From waterfalls that freeze over, with the heat produced by their own movement, below 0°C, to the solar planet system, the hottest planet being Venus with temperatures of 462°C and the coldest Neptune with its –201°C.
Sam Baron explained. “We wanted to tell a new story about weather, one that plays with opposites to explore our relative personal and cultural experiences of weather—and to give people a multi-sensory experience to remember.”
Exploring air, temperature, and their effects on the five senses, the conceptually driven Hot Fell in Love with Cold features tropical plants encased in ice, interactive fans, aromatic dispensers, and more all in white.
The most esoteric installation in the group is also the most riveting: A clutch of plants, including cacti, aloe vera, and birds of paradise flowers, are on display, trapped in giant ice cubes.
As the ice melts away, petals and leaves start to protrude through the sides of the botanical ice sculptures.
It’s a strange visualization of heat, time, and flora in bloom, all at once
Hot & Cold provided a conceptual representation of temperature through a series of multi-sensory artistic and sculptural installations that give shape to air.
Hot & Cold, an interactive exhibition invited visitors to participate in an immersive laboratory of hot and cold experiences
Visiting the exhibition is a sensorial experience that engages direct visitor involvement via aromas, music and strong synesthetic perceptions.
The 36 pieces on display at this conceptual art installation are the compelling result of a partnership between design think tank Fabrica and Daikin
The Fabrica designers have a talent for thinking outside the box, and Creative Climates is no exception: Each piece is a physical, kinetic, and highly symbolic expression of the weather.
They’re perplexing, and frankly sublime to behold.
We think of air as invisible.
Fabrica understands it as a motorized sculpture with hand-painted feathers that mimics the migratory patterns of five birds.
Air is also expressed by a hanging series of borosilicate glass tubes (that spell A-I-R), and the heat from an oil lantern burns a black char on the glass.
It lets you actually see the air in the tubes
Highlights also included an acoustic installation that combined the climatic sounds of our Solar System’s hottest and coldest planets, Venus and Neptune,
A series of kinetic compositions evoking the seasonal migration of exotic birds—”a migrating bird is always looking for the perfect weather conditions”
Hot & Cold Design Scientists
via Achille Maiocchi 5/7, Milan.
About Sam Baron
Born in France in 1976, designer Sam Baron earned his undergraduate degree in design from the École des Beaux Arts of Saint Etienne and his post-graduate degree from the École Nationale Supérieure des Arts Décoratifs in Paris.

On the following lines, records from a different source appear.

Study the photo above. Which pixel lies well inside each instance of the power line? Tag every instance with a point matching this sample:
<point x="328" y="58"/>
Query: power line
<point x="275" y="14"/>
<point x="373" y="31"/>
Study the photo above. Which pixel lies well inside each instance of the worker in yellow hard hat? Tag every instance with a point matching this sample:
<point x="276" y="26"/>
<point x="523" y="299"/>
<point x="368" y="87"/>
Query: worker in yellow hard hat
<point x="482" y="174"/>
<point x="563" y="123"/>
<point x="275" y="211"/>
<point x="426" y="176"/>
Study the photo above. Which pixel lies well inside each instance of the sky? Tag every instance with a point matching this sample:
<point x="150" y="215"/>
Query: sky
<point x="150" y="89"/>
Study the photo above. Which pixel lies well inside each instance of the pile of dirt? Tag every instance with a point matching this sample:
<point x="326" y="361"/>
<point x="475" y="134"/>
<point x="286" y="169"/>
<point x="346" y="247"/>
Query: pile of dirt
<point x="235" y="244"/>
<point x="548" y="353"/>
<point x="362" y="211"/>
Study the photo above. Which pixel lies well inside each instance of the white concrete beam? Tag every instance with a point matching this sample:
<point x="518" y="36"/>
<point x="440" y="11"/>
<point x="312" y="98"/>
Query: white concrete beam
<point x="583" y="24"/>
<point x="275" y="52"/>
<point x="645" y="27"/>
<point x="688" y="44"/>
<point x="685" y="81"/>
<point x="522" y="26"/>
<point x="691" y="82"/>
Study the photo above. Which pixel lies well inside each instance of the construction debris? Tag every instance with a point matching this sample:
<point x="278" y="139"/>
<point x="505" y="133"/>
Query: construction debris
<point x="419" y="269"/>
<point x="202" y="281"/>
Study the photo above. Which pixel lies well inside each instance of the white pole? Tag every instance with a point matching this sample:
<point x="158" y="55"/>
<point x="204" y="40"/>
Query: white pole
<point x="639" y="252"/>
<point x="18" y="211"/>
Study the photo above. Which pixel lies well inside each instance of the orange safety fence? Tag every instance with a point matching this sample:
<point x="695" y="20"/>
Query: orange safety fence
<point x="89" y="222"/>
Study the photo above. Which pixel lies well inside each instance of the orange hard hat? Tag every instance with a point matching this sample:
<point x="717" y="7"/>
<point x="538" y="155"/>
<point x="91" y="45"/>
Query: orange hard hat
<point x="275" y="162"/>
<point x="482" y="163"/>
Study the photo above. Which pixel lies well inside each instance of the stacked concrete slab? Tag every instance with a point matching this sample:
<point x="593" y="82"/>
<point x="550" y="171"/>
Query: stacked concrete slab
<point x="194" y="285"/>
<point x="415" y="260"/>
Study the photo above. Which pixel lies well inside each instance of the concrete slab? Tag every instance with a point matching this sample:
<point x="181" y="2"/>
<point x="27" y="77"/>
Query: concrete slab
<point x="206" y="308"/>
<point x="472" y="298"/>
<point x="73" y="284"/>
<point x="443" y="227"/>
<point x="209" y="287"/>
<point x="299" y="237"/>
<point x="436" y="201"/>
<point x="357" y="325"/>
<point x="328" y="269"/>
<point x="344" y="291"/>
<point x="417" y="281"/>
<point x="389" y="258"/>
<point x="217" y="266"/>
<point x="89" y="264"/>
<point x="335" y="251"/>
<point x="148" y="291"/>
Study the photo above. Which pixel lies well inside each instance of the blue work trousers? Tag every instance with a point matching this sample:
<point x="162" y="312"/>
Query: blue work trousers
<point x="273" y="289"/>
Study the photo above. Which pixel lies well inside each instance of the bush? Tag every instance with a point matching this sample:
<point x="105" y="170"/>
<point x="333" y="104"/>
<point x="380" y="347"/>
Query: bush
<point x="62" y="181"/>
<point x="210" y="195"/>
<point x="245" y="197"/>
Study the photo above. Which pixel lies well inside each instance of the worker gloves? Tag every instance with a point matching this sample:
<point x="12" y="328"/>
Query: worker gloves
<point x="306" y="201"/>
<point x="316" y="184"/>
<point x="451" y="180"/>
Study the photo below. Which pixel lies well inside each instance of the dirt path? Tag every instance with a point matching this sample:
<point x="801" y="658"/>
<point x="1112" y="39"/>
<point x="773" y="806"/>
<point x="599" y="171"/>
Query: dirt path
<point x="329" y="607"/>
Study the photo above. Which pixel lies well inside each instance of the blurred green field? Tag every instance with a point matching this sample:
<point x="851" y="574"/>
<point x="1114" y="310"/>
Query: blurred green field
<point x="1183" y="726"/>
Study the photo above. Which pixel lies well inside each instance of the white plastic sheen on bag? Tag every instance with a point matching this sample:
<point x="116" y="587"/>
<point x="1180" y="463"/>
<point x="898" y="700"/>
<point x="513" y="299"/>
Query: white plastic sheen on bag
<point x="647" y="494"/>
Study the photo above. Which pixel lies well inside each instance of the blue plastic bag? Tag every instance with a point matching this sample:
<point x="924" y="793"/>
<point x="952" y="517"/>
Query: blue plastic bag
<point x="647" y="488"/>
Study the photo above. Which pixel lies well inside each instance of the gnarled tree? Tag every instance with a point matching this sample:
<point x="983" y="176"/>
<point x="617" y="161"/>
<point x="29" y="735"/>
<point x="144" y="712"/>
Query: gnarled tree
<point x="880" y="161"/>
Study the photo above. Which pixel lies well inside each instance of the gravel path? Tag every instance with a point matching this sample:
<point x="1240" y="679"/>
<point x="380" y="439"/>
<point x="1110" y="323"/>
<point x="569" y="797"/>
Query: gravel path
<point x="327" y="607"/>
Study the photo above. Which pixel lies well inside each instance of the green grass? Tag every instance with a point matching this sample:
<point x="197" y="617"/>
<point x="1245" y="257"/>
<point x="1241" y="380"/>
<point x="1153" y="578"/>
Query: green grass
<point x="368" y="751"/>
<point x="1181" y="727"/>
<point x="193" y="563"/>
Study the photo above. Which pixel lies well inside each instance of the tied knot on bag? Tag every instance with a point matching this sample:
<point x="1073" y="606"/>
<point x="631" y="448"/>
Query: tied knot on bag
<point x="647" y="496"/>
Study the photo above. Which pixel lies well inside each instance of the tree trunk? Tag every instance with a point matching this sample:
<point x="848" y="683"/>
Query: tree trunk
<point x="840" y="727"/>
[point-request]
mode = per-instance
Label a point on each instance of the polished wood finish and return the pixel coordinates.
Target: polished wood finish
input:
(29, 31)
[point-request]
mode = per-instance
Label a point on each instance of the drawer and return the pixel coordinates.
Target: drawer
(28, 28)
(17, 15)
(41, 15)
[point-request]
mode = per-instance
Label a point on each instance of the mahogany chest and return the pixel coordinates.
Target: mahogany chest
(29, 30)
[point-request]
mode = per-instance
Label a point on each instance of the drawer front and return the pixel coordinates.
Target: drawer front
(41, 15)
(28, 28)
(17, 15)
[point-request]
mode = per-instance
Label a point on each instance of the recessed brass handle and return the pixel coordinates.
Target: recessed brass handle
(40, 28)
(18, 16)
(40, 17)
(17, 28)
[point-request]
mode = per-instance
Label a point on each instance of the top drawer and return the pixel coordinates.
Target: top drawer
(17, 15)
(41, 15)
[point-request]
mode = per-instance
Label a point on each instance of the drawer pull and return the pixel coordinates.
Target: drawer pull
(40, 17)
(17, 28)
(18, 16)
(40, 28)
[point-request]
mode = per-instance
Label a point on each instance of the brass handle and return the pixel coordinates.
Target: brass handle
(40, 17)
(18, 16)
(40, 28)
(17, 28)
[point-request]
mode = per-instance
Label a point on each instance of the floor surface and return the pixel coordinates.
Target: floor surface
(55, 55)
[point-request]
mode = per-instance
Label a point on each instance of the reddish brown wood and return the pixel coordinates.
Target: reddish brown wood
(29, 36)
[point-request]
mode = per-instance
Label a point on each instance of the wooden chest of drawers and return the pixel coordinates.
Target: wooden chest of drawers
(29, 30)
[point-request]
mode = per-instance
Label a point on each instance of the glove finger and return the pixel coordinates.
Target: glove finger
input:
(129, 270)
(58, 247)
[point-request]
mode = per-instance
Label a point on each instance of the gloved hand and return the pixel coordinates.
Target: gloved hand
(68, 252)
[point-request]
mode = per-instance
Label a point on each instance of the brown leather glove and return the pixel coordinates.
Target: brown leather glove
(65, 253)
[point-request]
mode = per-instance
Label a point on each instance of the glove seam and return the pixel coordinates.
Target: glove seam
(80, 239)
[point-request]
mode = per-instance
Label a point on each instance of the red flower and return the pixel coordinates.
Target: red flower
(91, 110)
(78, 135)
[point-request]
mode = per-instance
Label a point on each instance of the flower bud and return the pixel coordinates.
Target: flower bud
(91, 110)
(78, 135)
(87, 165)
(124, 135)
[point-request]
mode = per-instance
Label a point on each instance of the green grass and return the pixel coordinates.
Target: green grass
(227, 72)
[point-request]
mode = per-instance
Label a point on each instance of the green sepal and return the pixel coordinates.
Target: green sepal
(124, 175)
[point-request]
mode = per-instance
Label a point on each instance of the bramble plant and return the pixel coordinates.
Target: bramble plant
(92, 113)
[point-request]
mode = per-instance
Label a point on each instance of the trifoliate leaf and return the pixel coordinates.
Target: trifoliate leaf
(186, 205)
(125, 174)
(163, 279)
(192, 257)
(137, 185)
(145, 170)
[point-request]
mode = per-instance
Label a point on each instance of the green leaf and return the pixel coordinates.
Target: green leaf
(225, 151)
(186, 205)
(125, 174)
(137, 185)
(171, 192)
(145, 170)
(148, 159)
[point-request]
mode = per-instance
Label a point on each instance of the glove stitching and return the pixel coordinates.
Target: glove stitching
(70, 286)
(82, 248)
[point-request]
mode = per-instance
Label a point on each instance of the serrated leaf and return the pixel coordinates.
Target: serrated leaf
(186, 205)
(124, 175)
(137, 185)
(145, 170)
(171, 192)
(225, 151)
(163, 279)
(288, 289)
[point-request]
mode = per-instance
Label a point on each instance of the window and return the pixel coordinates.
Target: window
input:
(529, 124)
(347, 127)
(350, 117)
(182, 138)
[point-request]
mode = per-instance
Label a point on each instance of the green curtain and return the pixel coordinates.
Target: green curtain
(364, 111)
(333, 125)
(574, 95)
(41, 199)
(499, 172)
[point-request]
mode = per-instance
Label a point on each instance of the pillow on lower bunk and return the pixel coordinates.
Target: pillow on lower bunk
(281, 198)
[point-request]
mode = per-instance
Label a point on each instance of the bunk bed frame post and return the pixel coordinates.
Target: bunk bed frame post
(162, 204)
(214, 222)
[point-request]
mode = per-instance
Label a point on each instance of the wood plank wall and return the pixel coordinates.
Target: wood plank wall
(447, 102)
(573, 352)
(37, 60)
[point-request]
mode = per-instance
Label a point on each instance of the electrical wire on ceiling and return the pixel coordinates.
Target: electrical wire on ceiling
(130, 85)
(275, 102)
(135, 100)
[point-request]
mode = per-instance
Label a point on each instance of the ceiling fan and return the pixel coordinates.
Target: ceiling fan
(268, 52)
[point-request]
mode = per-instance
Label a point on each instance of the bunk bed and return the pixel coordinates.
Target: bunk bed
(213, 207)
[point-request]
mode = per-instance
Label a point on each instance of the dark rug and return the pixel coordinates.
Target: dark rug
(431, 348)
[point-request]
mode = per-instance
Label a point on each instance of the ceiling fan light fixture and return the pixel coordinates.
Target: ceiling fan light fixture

Baron’s portfolio includes furniture, accessories, graphics, and interior and exhibition design.
His projects are consistently marked by reinterpretations of traditional construction methods, which call into question the utility of contemporary material production.
As an independent designer and consultant, he’s worked with prestigious clients across the globe, including Louis Vuitton, L’Oreal, and Ligne Roset.
Since 2006, Baron has worked as director of the design department at Fabrica, Benetton’s communication research center.
His work has earned multiple awards:
In 2007, Baron won the design category award of the Grand Prix de la Création de La Ville de Paris, and he received Elle Décor France’s Art de la Table award in 2009.
In 2010, during the Maison & Objet fair, he was chosen by Philippe Starck as one of the ten important designers of the next decade.
In 2011, he received the Silver Cube from the Art Directors Club of New York.
Baron lives and works between Lisbon, Paris, and Treviso, Italy.
Fabrica is a communication research centre.
Located in Treviso, it is an integral part of the Benetton Group.
Fabrica was established in 1994 and offers a one-year study scholarship to an extremely diverse international community of researchers studying design, communication, photography, interaction, video, music, journalism and media.
Fabrica is based in a 17th Century villa that has been restored and enlarged by Japanese architect Tadao Ando.